Last weekend at the Beijing Half Marathon, Honor's "Lightning" robot finished the 21-kilometer course in 50 minutes and 26 seconds. That's nearly seven minutes faster than the human world record.
The robot ran the full course autonomously, with no remote control and no human operator steering it. It was one of roughly 300 humanoid robots from 26 brands that lined up alongside human runners in what's quietly become the most revealing annual showcase for the robotics industry.
A year ago, the winning time in the race's inaugural edition was 2 hours and 40 minutes. This year, it dropped to under 51. Robots got nearly two-thirds faster in 12 months.
"It's the first time robots have surpassed humans, and that's something I never imagined," said Sun Zhigang, a spectator who attended the race with his son.
It wasn't exactly graceful. One robot fell at the starting line. Another struck a barrier mid-course. About 60% of the 102 teams relied on remote control rather than full autonomy. A German team showed up with their robot in running shoes.
But the spectacle, which also included a viral clip of a humanoid chasing wild boars through Warsaw the same week, is overshadowing a more significant shift. The money pouring into humanoid robotics has started to look less like VC enthusiasm and more like early-stage industrialization:
- Apptronik closed a $520 million extension to bring its total Series A to $935 million, one of the largest early-stage robotics rounds ever.
- Figure raised over $1 billion in its Series C at a $39 billion valuation.
- AGIBOT, a Chinese robotics company, was ranked No. 1 worldwide in humanoid robot shipments for 2025 by research firm Omdia.
- Siemens completed a proof of concept with startup Humanoid to test robots in industrial logistics at its factory in Erlangen, Germany.
China is pushing especially hard. The government published a five-year blueprint to fast-track humanoid robot adoption in manufacturing, and dozens of Chinese firms are racing to move from lab demos to commercial deployments. Liu Qing, director of the Yangtze River Delta National Innovation Center, described the path in stages: lab R&D gets you from "0 to 1," pilot testing takes you from "1 to 10," and enterprises are responsible for scaling "10 into thousands and millions." Most of the industry is still somewhere between zero and one.
The gap between finishing a half marathon and doing useful work remains enormous. Battery life still tops out at two to three hours per charge. Cutting-edge research models cost millions of dollars, and commercial versions need to come down to roughly $42,000 before enterprises see a reasonable return on investment. And tasks that feel instinctive to people, like gripping an oddly shaped object, can still trip up machines because a rigid robotic finger is simply in the wrong place.

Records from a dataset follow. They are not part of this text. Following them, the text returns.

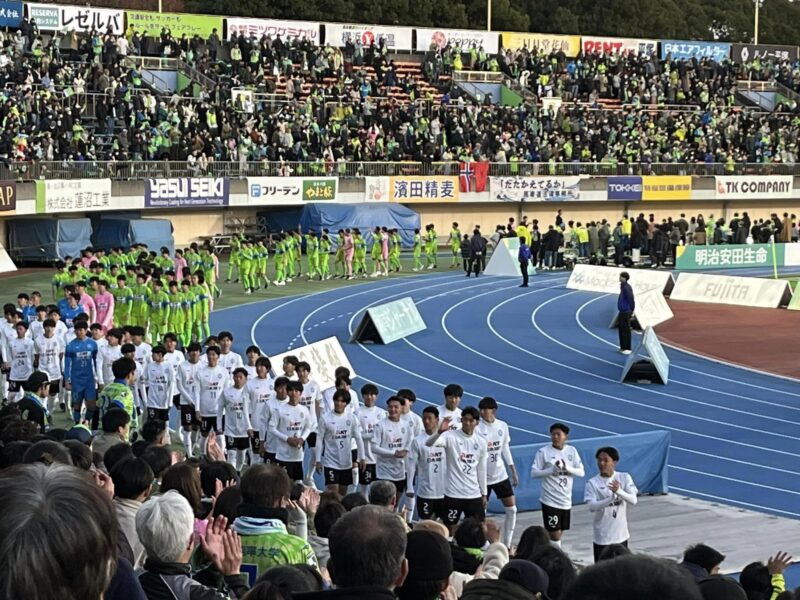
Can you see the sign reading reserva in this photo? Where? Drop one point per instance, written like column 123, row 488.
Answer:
column 728, row 256
column 755, row 186
column 738, row 291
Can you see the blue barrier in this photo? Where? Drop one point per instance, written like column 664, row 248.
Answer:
column 643, row 455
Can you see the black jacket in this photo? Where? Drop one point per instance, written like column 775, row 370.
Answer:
column 171, row 581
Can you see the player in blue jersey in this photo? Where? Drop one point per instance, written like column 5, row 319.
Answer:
column 79, row 372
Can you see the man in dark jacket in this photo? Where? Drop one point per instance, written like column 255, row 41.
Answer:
column 625, row 306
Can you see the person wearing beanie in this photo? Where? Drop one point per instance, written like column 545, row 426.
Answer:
column 430, row 563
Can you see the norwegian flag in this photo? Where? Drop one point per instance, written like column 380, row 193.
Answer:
column 473, row 172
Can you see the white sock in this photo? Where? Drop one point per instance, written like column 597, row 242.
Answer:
column 509, row 524
column 186, row 437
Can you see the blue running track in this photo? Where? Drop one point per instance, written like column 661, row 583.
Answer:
column 546, row 354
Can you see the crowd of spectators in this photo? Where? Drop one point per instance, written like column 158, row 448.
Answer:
column 74, row 98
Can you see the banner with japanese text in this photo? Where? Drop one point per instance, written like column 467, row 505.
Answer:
column 455, row 37
column 686, row 50
column 397, row 38
column 72, row 195
column 534, row 189
column 666, row 187
column 179, row 192
column 290, row 190
column 423, row 188
column 546, row 42
column 82, row 19
column 273, row 28
column 755, row 186
column 604, row 45
column 177, row 23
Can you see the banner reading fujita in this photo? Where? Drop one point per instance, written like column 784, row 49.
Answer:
column 755, row 186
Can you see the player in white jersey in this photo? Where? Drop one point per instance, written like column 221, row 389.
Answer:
column 391, row 439
column 173, row 358
column 311, row 400
column 186, row 382
column 211, row 380
column 427, row 463
column 369, row 415
column 227, row 357
column 450, row 410
column 107, row 355
column 259, row 391
column 160, row 379
column 498, row 457
column 290, row 423
column 253, row 353
column 233, row 407
column 49, row 349
column 608, row 494
column 557, row 465
column 465, row 460
column 337, row 430
column 20, row 354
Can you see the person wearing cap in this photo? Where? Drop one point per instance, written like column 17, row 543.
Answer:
column 80, row 356
column 430, row 563
column 19, row 353
column 557, row 465
column 159, row 377
column 32, row 407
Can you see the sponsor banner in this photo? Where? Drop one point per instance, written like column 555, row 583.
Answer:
column 624, row 188
column 290, row 190
column 423, row 188
column 397, row 38
column 743, row 53
column 78, row 18
column 177, row 23
column 534, row 189
column 8, row 196
column 72, row 195
column 756, row 186
column 592, row 278
column 176, row 192
column 465, row 38
column 685, row 50
column 666, row 187
column 46, row 15
column 272, row 28
column 728, row 256
column 10, row 13
column 725, row 289
column 323, row 357
column 546, row 42
column 602, row 45
column 376, row 189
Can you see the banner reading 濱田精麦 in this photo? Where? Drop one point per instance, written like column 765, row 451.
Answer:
column 177, row 23
column 466, row 38
column 728, row 256
column 687, row 50
column 570, row 45
column 72, row 195
column 423, row 188
column 534, row 189
column 755, row 186
column 666, row 187
column 174, row 192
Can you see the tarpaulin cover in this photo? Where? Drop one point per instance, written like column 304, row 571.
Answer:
column 48, row 239
column 126, row 232
column 365, row 217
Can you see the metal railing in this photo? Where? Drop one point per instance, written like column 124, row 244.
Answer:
column 137, row 170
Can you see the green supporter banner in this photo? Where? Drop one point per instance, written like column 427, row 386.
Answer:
column 178, row 24
column 728, row 256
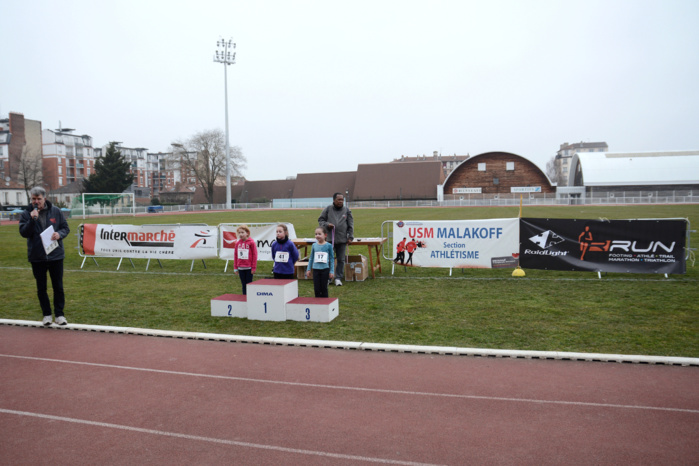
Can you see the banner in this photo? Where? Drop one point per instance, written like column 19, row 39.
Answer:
column 633, row 246
column 149, row 241
column 484, row 244
column 263, row 234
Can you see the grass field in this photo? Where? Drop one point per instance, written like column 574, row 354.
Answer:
column 547, row 311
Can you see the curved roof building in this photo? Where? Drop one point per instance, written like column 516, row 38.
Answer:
column 496, row 173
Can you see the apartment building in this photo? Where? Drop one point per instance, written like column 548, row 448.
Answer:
column 67, row 157
column 18, row 135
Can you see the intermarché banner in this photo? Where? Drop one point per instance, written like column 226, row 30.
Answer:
column 635, row 246
column 492, row 243
column 150, row 241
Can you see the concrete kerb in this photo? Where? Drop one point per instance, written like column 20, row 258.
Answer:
column 381, row 347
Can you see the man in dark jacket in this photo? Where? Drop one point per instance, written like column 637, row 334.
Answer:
column 35, row 219
column 337, row 220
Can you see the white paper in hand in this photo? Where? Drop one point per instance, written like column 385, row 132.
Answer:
column 46, row 235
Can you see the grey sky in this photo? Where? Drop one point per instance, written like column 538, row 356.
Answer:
column 325, row 85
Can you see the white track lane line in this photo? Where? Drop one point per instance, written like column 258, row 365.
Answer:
column 361, row 389
column 211, row 439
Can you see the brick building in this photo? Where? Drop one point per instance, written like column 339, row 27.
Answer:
column 17, row 135
column 68, row 158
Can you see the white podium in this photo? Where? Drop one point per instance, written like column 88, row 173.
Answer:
column 267, row 298
column 313, row 309
column 276, row 300
column 229, row 305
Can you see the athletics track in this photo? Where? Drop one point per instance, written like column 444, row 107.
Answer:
column 108, row 397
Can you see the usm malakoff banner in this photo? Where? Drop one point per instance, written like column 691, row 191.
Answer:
column 262, row 234
column 482, row 244
column 149, row 241
column 633, row 246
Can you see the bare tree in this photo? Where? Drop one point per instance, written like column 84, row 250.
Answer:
column 30, row 171
column 204, row 156
column 553, row 171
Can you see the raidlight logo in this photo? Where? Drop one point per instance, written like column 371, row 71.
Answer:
column 157, row 239
column 546, row 239
column 203, row 236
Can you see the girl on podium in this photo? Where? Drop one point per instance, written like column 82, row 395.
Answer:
column 284, row 254
column 321, row 263
column 245, row 262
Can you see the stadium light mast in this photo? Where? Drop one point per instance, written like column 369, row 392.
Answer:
column 225, row 53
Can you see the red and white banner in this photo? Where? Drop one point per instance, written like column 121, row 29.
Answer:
column 149, row 241
column 486, row 244
column 263, row 234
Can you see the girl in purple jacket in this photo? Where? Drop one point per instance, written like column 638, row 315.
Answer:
column 284, row 254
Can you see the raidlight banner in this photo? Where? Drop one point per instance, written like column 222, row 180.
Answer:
column 262, row 234
column 482, row 244
column 635, row 246
column 149, row 241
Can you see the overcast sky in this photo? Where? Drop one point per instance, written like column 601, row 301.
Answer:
column 325, row 85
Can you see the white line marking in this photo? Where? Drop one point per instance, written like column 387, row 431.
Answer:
column 212, row 440
column 668, row 280
column 361, row 389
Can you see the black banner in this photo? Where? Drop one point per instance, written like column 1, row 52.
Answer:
column 623, row 246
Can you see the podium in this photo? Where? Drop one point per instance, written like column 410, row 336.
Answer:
column 267, row 298
column 313, row 309
column 275, row 300
column 229, row 305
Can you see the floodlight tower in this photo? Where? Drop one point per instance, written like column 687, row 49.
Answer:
column 225, row 53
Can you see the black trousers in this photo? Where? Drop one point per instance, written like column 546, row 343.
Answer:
column 320, row 282
column 245, row 278
column 55, row 270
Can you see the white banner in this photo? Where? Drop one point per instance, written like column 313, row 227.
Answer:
column 263, row 234
column 492, row 243
column 150, row 241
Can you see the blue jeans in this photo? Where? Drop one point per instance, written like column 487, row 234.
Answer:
column 55, row 270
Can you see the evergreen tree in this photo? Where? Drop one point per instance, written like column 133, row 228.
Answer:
column 111, row 173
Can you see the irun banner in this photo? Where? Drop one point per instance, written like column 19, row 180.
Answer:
column 623, row 246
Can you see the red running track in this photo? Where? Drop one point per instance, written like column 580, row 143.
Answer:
column 70, row 397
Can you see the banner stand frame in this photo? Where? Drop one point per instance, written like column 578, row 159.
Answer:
column 148, row 263
column 192, row 266
column 85, row 258
column 121, row 259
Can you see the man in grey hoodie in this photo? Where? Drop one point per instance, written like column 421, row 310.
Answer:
column 337, row 220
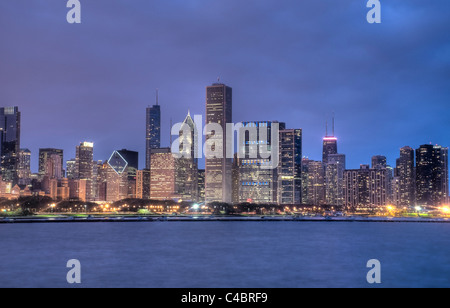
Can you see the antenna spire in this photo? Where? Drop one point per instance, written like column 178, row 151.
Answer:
column 157, row 97
column 170, row 131
column 333, row 124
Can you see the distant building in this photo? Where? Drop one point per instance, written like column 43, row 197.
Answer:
column 71, row 169
column 218, row 176
column 257, row 184
column 24, row 170
column 163, row 175
column 84, row 165
column 153, row 131
column 365, row 188
column 48, row 154
column 132, row 159
column 9, row 143
column 315, row 172
column 379, row 162
column 334, row 179
column 405, row 173
column 143, row 188
column 432, row 175
column 201, row 185
column 289, row 169
column 187, row 163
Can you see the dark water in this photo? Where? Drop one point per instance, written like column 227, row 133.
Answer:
column 225, row 254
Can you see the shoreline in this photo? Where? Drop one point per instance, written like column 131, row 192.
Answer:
column 111, row 219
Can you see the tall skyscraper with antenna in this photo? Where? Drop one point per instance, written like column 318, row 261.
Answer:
column 329, row 145
column 153, row 130
column 218, row 179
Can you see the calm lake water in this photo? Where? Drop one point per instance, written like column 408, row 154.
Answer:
column 225, row 254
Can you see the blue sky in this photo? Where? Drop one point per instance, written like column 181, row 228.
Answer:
column 292, row 61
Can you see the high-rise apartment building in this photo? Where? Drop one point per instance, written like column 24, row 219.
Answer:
column 256, row 183
column 24, row 170
column 379, row 162
column 45, row 155
column 290, row 167
column 334, row 179
column 315, row 174
column 84, row 166
column 9, row 143
column 218, row 177
column 187, row 163
column 163, row 175
column 405, row 173
column 153, row 131
column 431, row 175
column 143, row 178
column 365, row 188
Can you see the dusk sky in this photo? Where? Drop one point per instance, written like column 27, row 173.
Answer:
column 295, row 61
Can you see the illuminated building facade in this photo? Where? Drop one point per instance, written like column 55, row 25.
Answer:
column 257, row 184
column 334, row 179
column 365, row 188
column 162, row 175
column 153, row 131
column 71, row 169
column 9, row 143
column 289, row 168
column 329, row 148
column 143, row 184
column 45, row 155
column 405, row 173
column 218, row 178
column 187, row 163
column 84, row 165
column 24, row 170
column 432, row 175
column 315, row 179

Wang Xingxing, founder and CEO of Unitree Robotics, has a clear benchmark for when the industry has truly arrived: "A true 'ChatGPT moment' for the sector will come when robots, placed in unfamiliar real-world settings, can complete about 80 percent of tasks simply by following voice or text instructions."

A year ago, the fastest robot in Beijing needed nearly three hours to finish a half marathon. Now one can beat the human world record. That kind of improvement doesn't happen in a field that's stalling out, and the billions flowing in suggest investors agree. The question is whether the factory floor catches up to the racetrack before the hype cycle turns, because right now, the robots are running faster than the business model.